One of the most remarkable things about humans is our ability to take a finite number of words and use them to generate an infinite number of new meaningful sentences. You may have never heard the sentence, “There are no bears on Mars”, but you have no trouble understanding what it means. Not only can you understand it, you can judge that it is very likely true and make conclusions on that basis: if there are no bears on Mars, that means there are no brown bears there, no bear cubs, no bears climbing Martian trees. How is it so easy for us to understand new sentences and think new thoughts, judge whether they’re true, and reason through to related thoughts and sentences? This is what we study at the BLT lab.
Language and Thought
Language may be the most obvious way we express and understand complex thoughts, but is it the only way?

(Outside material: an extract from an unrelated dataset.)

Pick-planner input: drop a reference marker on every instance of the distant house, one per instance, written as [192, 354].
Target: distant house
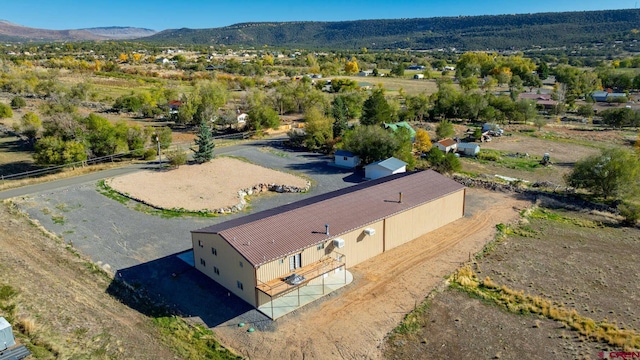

Does it play a special role in enabling thinking, or is it just how we communicate our thoughts? When kids learn a new word, do they gain the ability to think about a new idea — or do they only learn to label what they could already think about? Exploring these questions means exploring our shared humanity — how all of us can think new thoughts so quickly and productively, and how we communicate those thoughts to each other.
Participating in Research
In an infant study, your baby is seated in your lap or an infant seat and presented with displays consisting of objects or video animations. We measure your baby’s spontaneous reaction, such as how long your baby spends looking or reaching to each display. Since babies typically look longer at things that they find new or surprising, we can make inferences about how they perceive and understand our displays by examining patterns of looking across a number of infants. With older children, the studies are set up like games and typically involve your child playing with small, countable objects, learning names for novel toys, or interacting with others in a social situation. Our studies are both online via Zoom, and in-person at Brown University.